Best Actor - This is a tough category this year; with only five spots for nominees, several laudable performances were sure to be left out. As it happens, those left out were, most notably, (as mentioned) Isaac, Joaquin Phoenix, Robert Redford, Forest Whitaker, and, shockingly, Tom Hanks, the man whose shirtless Cast Away pin-ups still hang in the Academy's locker. It's not that Bale, Dern, DiCaprio, Ejiofor, and McConaughey are unexpected or undeserving in their nominations. It's just that when an actor can sell a film acting against a cigarette case or a boat, it kind of a let down when they don't get more mention for it.

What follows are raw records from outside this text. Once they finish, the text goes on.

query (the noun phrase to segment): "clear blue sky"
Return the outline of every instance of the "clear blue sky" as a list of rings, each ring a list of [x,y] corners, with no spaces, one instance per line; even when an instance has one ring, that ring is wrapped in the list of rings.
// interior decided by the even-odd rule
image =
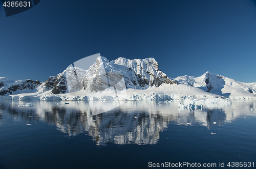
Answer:
[[[42,82],[100,53],[155,58],[171,78],[256,82],[255,1],[41,0],[8,17],[1,5],[0,24],[0,76],[13,80]]]

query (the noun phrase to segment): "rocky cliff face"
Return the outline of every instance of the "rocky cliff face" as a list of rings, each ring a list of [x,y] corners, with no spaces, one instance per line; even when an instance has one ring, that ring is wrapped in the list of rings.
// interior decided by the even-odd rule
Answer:
[[[251,96],[255,96],[256,94],[256,83],[242,82],[209,72],[206,72],[199,77],[185,75],[175,79],[180,83],[191,86],[226,97],[229,96],[231,93],[237,96],[241,93],[245,95],[252,94]]]
[[[41,92],[51,90],[52,93],[59,94],[81,90],[97,92],[111,87],[121,91],[158,87],[164,83],[178,84],[160,70],[154,58],[129,60],[119,58],[109,62],[102,57],[97,58],[89,70],[70,66],[43,83],[30,79],[8,83],[6,86],[4,81],[0,81],[0,94],[10,94],[26,89]]]
[[[57,94],[68,90],[97,92],[110,87],[119,90],[146,89],[163,83],[178,84],[160,70],[154,58],[131,60],[119,58],[109,62],[99,57],[89,70],[70,67],[57,76],[50,77],[42,86],[45,91],[52,89],[52,93]]]

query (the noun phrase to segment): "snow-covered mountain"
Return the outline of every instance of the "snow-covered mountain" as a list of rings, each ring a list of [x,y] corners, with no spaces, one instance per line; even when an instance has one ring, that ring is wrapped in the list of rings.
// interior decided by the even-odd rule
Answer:
[[[122,90],[158,87],[164,83],[178,84],[160,70],[154,58],[131,60],[119,58],[109,62],[99,57],[89,70],[69,67],[57,76],[51,76],[39,89],[43,92],[52,90],[52,93],[58,94],[71,89],[97,92],[114,85],[117,90]]]
[[[256,83],[242,82],[209,72],[199,77],[185,75],[174,79],[179,83],[191,86],[227,97],[256,96]]]
[[[14,81],[0,77],[0,95],[20,93],[33,93],[37,91],[37,88],[41,84],[39,80],[31,79]]]

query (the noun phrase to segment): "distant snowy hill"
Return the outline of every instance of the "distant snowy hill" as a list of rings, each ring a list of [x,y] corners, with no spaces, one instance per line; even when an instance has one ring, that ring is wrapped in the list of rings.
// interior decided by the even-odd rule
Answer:
[[[179,83],[189,85],[211,93],[231,98],[256,96],[256,83],[245,83],[209,72],[202,76],[185,75],[174,79]]]
[[[154,58],[119,58],[109,62],[98,54],[87,70],[73,63],[42,83],[0,77],[0,95],[5,96],[0,100],[256,99],[256,83],[239,82],[209,72],[197,77],[172,79],[160,70]],[[84,62],[79,63],[82,67]]]

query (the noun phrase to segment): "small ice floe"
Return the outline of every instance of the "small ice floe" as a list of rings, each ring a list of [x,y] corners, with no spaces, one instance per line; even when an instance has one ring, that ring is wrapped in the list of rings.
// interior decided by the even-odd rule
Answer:
[[[18,107],[31,107],[33,106],[33,103],[26,103],[25,105],[18,105]]]
[[[26,103],[25,106],[29,106],[29,107],[33,106],[33,103]]]

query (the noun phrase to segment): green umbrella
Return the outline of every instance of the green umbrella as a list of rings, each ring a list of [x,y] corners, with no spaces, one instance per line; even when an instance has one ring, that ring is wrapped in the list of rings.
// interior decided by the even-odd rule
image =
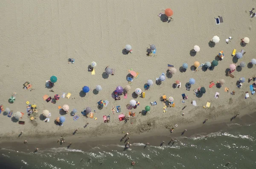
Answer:
[[[204,87],[202,87],[200,89],[200,93],[202,94],[205,93],[206,90],[205,90],[205,88]]]
[[[214,60],[212,62],[212,66],[216,66],[218,65],[218,60]]]
[[[50,81],[52,83],[55,83],[57,82],[57,77],[55,76],[52,76],[50,78]]]
[[[14,101],[15,101],[15,97],[14,97],[13,96],[11,96],[10,99],[9,99],[9,100],[10,103],[13,103]]]
[[[150,107],[149,106],[147,106],[145,107],[145,110],[146,110],[146,112],[150,110]]]

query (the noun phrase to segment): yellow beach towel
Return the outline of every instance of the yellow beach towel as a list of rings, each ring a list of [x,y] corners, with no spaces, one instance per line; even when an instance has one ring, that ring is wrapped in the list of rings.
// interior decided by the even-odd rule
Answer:
[[[91,72],[91,73],[92,75],[94,75],[95,74],[95,70],[94,70],[94,69],[93,69],[93,71]]]

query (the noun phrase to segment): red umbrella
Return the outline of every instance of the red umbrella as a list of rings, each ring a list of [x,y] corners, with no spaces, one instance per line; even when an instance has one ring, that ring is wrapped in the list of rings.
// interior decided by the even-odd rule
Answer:
[[[58,100],[60,99],[60,96],[58,94],[54,95],[54,99],[56,100]]]
[[[173,11],[169,8],[167,8],[164,11],[164,13],[167,17],[170,17],[173,14]]]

Lee Daniels' The Butler - When Lee Daniels' latest bit of melodrama hit theaters in August, it whiffed in with the first pheromones of the fall-winter film season, wafting in those overpowering bouquets that so often attract awards voters. But while SAG, BAFTA, the Critics Choice Awards and others all fell in love with Oprah, the Academy showed a surprising distaste for those generic-brand fragrances; they shut out The Butler completely.
Blackfish - Though it's earned a ton of press and a 98% rating on RottenTomatoes, Gabriela Cowperthwaite's exposé on orcas in captivity isn't getting any attention from the Academy. Do these guys have a concessions stand at SeaWorld or what?

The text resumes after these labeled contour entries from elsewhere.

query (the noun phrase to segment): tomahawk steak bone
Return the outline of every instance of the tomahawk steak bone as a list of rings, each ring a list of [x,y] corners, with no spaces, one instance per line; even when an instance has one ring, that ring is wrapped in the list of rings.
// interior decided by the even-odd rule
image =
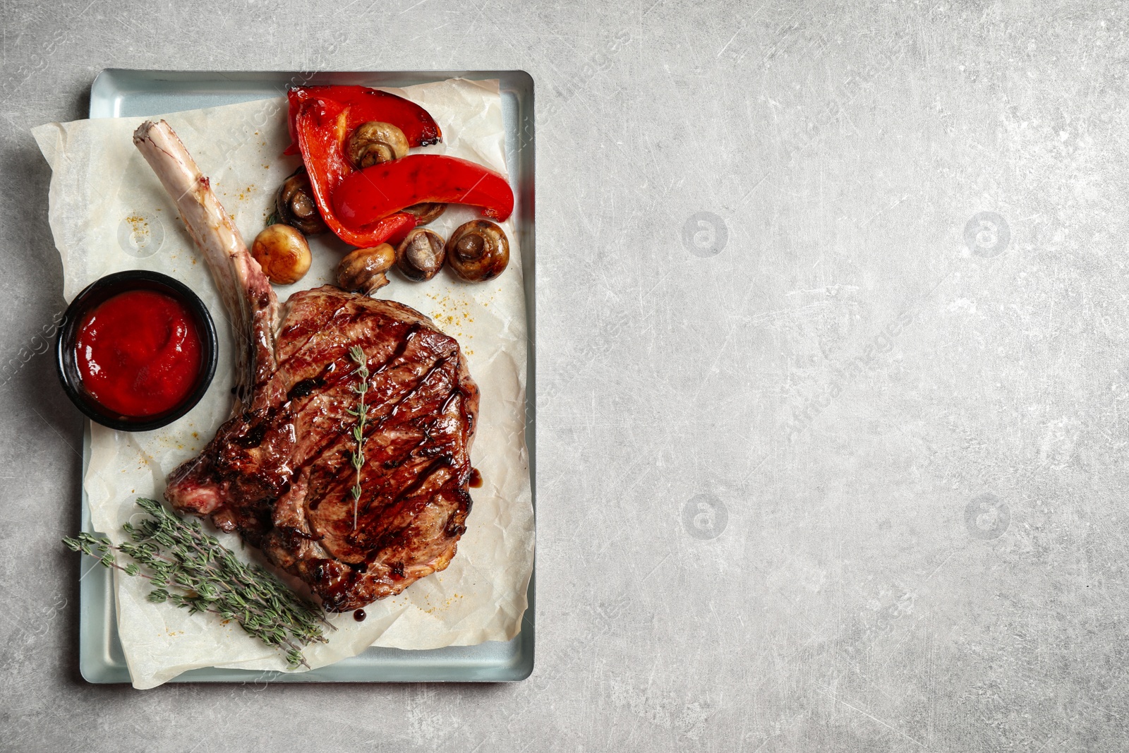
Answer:
[[[408,306],[332,286],[280,306],[168,124],[143,123],[133,142],[203,253],[237,351],[231,418],[169,475],[165,498],[239,532],[333,612],[446,568],[471,510],[479,406],[458,343]],[[356,501],[355,345],[370,370]]]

Monsters University - Pixar lost a Best Animated Film nomination to The Croods. That must feel like getting hit by a Cars.
Best Director - Another category where some people got fucked over for there simply being too many well-made films this year. Nice for us; not great for Spike Jonze, Paul Greengrass, and even Woody Allen--whose Blue Jasmine also missed a Best Picture nomination. Is there no one we can count on the Academy to throw some awards at anymore?
James Gandolfini - Nods from the Screen Actors Guild and various critics associations gave Gandolfini's final performance a push toward a posthumous Oscar; instead, Jonah Hill continues a shockingly-acclaimed path out of Superbad that no one ever saw coming.
Original Score - Considering how often Jonny Greenwood's haunting and livening scores have been overlooked, what a refreshing surprise to see that the Academy has gotten over their resentment of Pitchfork-beloved artists and nominated Arcade Fire's fantastic, essential Her score. It's not like it will win, but it's a good step toward maybe next time finally recognizing Only God Forgives and Spring Breakers composer Cliff Martinez.
Bad Grandpa - Who would have thought that words "Jackass presents" would ever be interchangeable with "Academy Award nominee"?